Probing Critical Learning Dynamics of PLMs for Hate Speech Detection
Sarah Masud, Mohammad Aflah Khan, Vikram Goyal, Md Shad Akhtar, Tanmoy Chakraborty
TL;DR
The paper investigates how critical learning dynamics of pretrained language models influence hate speech detection, examining pretraining seeds, intermediate checkpoints, data recency, finetuning layer choices, and classifier head complexity across seven English datasets. It finds that early pretraining checkpoints often yield peak downstream performance, newer pretraining data provides limited gains, and higher layers near the classifier head are typically most informative for finetuning, with notable exceptions for multilingual models like mBERT. The study challenges the assumption that domain-specific PLMs consistently outperform general-purpose models, showing that a general model with a sufficiently complex classification head can match or exceed domain-specific performance, and highlights the need for dynamic, regularly updated benchmarking datasets.

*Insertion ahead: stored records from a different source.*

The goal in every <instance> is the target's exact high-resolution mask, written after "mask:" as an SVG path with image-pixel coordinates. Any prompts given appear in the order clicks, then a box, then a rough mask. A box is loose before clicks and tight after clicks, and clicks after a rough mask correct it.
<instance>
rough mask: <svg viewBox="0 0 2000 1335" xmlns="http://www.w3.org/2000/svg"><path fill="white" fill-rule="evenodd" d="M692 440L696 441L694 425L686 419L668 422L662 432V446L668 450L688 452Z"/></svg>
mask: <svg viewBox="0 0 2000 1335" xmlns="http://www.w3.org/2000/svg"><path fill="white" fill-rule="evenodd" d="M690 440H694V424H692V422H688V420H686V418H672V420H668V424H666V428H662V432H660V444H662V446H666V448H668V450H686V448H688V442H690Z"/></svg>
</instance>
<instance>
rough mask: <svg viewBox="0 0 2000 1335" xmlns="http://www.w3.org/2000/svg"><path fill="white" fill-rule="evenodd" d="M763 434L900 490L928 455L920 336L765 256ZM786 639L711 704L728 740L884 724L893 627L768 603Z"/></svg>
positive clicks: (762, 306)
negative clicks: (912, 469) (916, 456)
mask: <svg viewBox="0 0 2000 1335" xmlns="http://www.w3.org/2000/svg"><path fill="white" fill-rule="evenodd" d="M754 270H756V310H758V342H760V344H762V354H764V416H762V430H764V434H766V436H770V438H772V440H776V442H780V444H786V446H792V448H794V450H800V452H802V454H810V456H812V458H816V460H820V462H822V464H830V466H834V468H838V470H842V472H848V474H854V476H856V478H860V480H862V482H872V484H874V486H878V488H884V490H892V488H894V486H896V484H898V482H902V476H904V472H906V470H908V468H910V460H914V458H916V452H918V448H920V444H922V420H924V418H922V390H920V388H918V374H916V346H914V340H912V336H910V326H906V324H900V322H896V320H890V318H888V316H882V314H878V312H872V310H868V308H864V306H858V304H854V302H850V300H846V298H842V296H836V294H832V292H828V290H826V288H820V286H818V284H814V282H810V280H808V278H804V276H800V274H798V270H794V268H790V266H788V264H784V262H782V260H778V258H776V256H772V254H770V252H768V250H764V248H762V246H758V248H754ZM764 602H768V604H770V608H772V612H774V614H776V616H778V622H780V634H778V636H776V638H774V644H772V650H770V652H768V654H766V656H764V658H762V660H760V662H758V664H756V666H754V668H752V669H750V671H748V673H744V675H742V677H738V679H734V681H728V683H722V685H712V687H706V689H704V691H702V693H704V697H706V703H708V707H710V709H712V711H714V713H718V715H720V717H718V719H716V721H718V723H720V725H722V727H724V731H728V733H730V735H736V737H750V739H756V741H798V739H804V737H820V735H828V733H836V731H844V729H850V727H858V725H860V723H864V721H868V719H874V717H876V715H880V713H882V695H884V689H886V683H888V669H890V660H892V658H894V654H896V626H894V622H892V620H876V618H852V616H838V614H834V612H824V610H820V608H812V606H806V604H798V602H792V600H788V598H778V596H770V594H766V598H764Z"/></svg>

Practical recommendations include reporting results over multiple seeds, leveraging early checkpoints to save compute, and prioritizing targeted finetuning of higher layers, while encouraging dynamic evaluation and broader language coverage in hate speech benchmarks.
Abstract
Despite the widespread adoption, there is a lack of research into how various critical aspects of pretrained language models (PLMs) affect their performance in hate speech detection. Through five research questions, our findings and recommendations lay the groundwork for empirically investigating different aspects of PLMs' use in hate speech detection. We deep dive into comparing different pretrained models, evaluating their seed robustness, finetuning settings, and the impact of pretraining data collection time. Our analysis reveals early peaks for downstream tasks during pretraining, the limited benefit of employing a more recent pretraining corpus, and the significance of specific layers during finetuning. We further call into question the use of domain-specific models and highlight the need for dynamic datasets for benchmarking hate speech detection.